Last night I woke up (again) at 3:00. I couldn’t fall back to sleep. My friends in Ukraine were heavy on my heart.
The Millers, our lovely missionary friends to a country in Asia, grieve the coup that ousted them and the stillborn child they recently buried.
The burdens of strained relationships, grieving loved ones, and uncertain futures somehow insist on parading across the stage of my mind in that early morning hour.
I find myself asking, “What are you up to, Lord?”
A word from C.H. Spurgeon encouraged me this morning.
He cited Psalm 16:10: ...you will not abandon me to the realm of the dead,
nor will you let your faithful one see decay.
This word has its proper fulfillment in the Lord Jesus; but it applies also, with a variation, to all who are in Him. Our soul shall not be left in the separate state, and our body, though it see corruption, shall rise again. The general meaning, rather than the specific application, is that to which we would call our reader’s thoughts at this particular time.
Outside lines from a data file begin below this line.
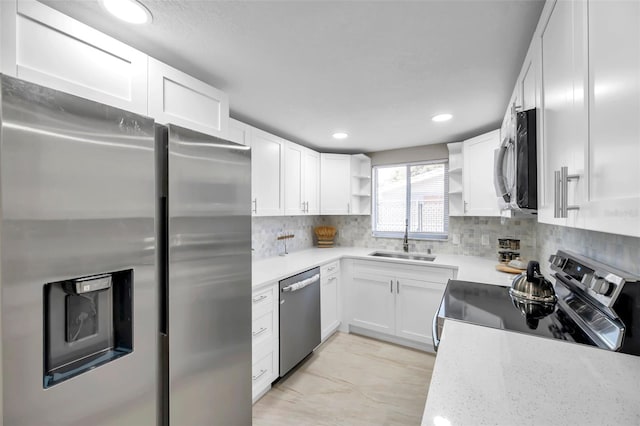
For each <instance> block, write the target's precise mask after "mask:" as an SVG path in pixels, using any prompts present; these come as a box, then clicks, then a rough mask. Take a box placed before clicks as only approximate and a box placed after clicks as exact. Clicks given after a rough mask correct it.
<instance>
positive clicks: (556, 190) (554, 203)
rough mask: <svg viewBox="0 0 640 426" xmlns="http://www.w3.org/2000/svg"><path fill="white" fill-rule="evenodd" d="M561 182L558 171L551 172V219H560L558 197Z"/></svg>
mask: <svg viewBox="0 0 640 426" xmlns="http://www.w3.org/2000/svg"><path fill="white" fill-rule="evenodd" d="M561 186H562V182H561V181H560V170H556V171H554V172H553V217H555V218H559V217H560V199H561V198H562V197H561V196H560V191H561Z"/></svg>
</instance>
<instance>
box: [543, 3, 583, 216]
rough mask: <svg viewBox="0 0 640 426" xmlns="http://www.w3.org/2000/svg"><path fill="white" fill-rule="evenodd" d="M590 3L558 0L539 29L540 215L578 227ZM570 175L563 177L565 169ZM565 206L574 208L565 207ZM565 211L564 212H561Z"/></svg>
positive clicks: (580, 182) (581, 193)
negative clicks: (568, 208) (588, 10)
mask: <svg viewBox="0 0 640 426" xmlns="http://www.w3.org/2000/svg"><path fill="white" fill-rule="evenodd" d="M585 31H586V5H585V2H583V1H558V2H556V3H555V5H554V7H553V10H552V11H551V14H550V16H549V19H548V21H547V23H546V25H545V26H544V28H543V30H542V33H541V48H542V119H543V123H544V125H543V134H542V143H541V144H539V146H540V147H541V148H542V149H541V152H540V158H541V162H539V163H538V175H539V176H540V179H539V182H540V184H541V185H540V188H539V189H538V194H539V195H538V220H539V221H540V222H545V223H551V224H558V225H569V226H577V227H580V226H582V225H583V223H584V218H583V216H584V215H583V211H581V210H580V209H579V208H578V209H574V208H573V207H574V206H577V207H579V206H580V204H581V203H582V201H583V199H584V195H583V194H584V191H585V188H586V185H587V176H586V175H585V148H586V146H587V138H588V135H587V96H586V95H587V94H586V81H585V79H586V56H585V53H586V52H585V48H586V45H585V42H586V35H585ZM563 170H564V171H565V173H566V175H568V176H569V177H568V178H565V177H562V178H560V177H559V176H560V174H561V172H562V171H563ZM563 206H570V207H572V209H570V210H567V211H566V212H565V213H564V214H563V213H562V211H561V210H562V209H563ZM560 216H565V217H560Z"/></svg>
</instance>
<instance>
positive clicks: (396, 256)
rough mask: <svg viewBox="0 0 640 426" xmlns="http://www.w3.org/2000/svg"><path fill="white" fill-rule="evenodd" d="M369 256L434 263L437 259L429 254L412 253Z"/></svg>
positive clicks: (375, 253)
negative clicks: (436, 259) (383, 257)
mask: <svg viewBox="0 0 640 426" xmlns="http://www.w3.org/2000/svg"><path fill="white" fill-rule="evenodd" d="M369 256H376V257H391V258H393V259H407V260H420V261H422V262H433V261H434V260H435V259H436V257H435V256H432V255H429V254H418V253H416V254H411V253H398V252H388V251H374V252H373V253H369Z"/></svg>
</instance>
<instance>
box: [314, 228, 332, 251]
mask: <svg viewBox="0 0 640 426" xmlns="http://www.w3.org/2000/svg"><path fill="white" fill-rule="evenodd" d="M313 231H314V232H315V234H316V237H317V238H318V247H321V248H329V247H333V238H334V237H335V235H336V228H335V227H333V226H317V227H316V228H315V229H314V230H313Z"/></svg>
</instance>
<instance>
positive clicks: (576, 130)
mask: <svg viewBox="0 0 640 426" xmlns="http://www.w3.org/2000/svg"><path fill="white" fill-rule="evenodd" d="M518 91H519V92H520V93H521V99H522V103H523V107H524V108H525V109H529V108H531V107H534V106H535V107H537V108H539V111H538V115H537V119H538V123H537V126H538V220H539V221H540V222H544V223H550V224H555V225H563V226H569V227H576V228H584V229H589V230H594V231H601V232H609V233H614V234H622V235H631V236H640V167H638V165H639V164H640V126H639V125H638V117H640V3H639V2H637V1H596V0H589V1H586V0H571V1H570V0H567V1H553V0H551V1H548V2H547V3H546V5H545V8H544V10H543V12H542V16H541V18H540V22H539V23H538V28H537V29H536V33H535V35H534V37H533V40H532V42H531V45H530V47H529V52H528V54H527V60H525V63H524V64H523V67H522V71H521V73H520V78H519V79H518V82H517V84H516V92H518Z"/></svg>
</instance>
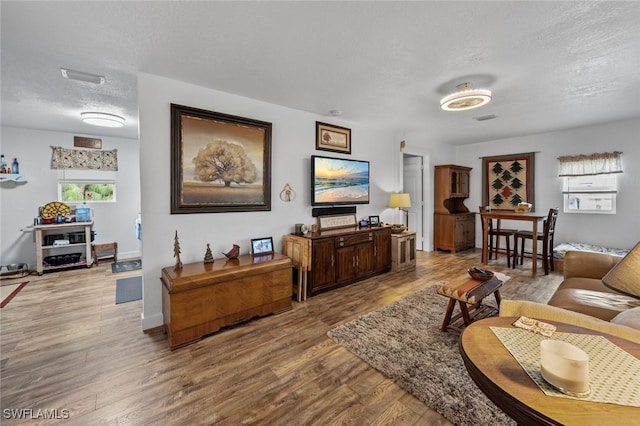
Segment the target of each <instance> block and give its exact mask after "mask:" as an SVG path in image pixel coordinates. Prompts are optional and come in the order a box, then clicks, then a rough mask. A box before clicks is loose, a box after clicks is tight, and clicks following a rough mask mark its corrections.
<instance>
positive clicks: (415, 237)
mask: <svg viewBox="0 0 640 426" xmlns="http://www.w3.org/2000/svg"><path fill="white" fill-rule="evenodd" d="M415 267H416V233H415V232H411V231H404V232H402V233H399V234H391V270H392V271H393V272H400V271H407V270H410V269H415Z"/></svg>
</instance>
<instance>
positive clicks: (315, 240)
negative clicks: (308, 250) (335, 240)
mask: <svg viewBox="0 0 640 426" xmlns="http://www.w3.org/2000/svg"><path fill="white" fill-rule="evenodd" d="M309 282H310V284H309V283H307V286H308V289H307V291H309V292H310V293H314V292H317V291H319V290H322V289H325V288H330V287H332V286H334V285H335V282H336V252H335V247H334V241H333V238H327V239H319V240H315V241H312V242H311V279H310V280H309ZM309 287H313V289H311V288H309Z"/></svg>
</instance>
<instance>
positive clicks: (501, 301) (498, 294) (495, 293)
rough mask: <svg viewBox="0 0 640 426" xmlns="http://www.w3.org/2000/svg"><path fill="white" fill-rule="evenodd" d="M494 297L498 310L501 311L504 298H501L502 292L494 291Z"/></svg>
mask: <svg viewBox="0 0 640 426" xmlns="http://www.w3.org/2000/svg"><path fill="white" fill-rule="evenodd" d="M493 295H494V296H495V298H496V303H497V304H498V309H500V302H502V296H500V290H496V291H494V292H493Z"/></svg>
We may descend in spirit very low till we seem to be plunged in the abyss of hell; but we shall not be left there. We may appear to be at death’s door in heart, and soul, and consciousness; but we cannot remain there. Our inward death as to joy and hope may proceed very far; but it cannot run on to its full consequences, so as to reach the utter corruption of black despair. We may go very low, but not lower than the Lord permits; we may stay in the lowest dungeon of doubt for a while, but we shall not perish there. The star of hope is still in the sky when the night is blackest. The Lord will not forget us and hand us over to the enemy. Let us rest in hope. We have to deal with One whose mercy endureth forever. Surely, out of death, and darkness, and despair we shall yet arise to life, light, and liberty.
Strengthen our faith and make us a believing, praying people, Lord Jesus.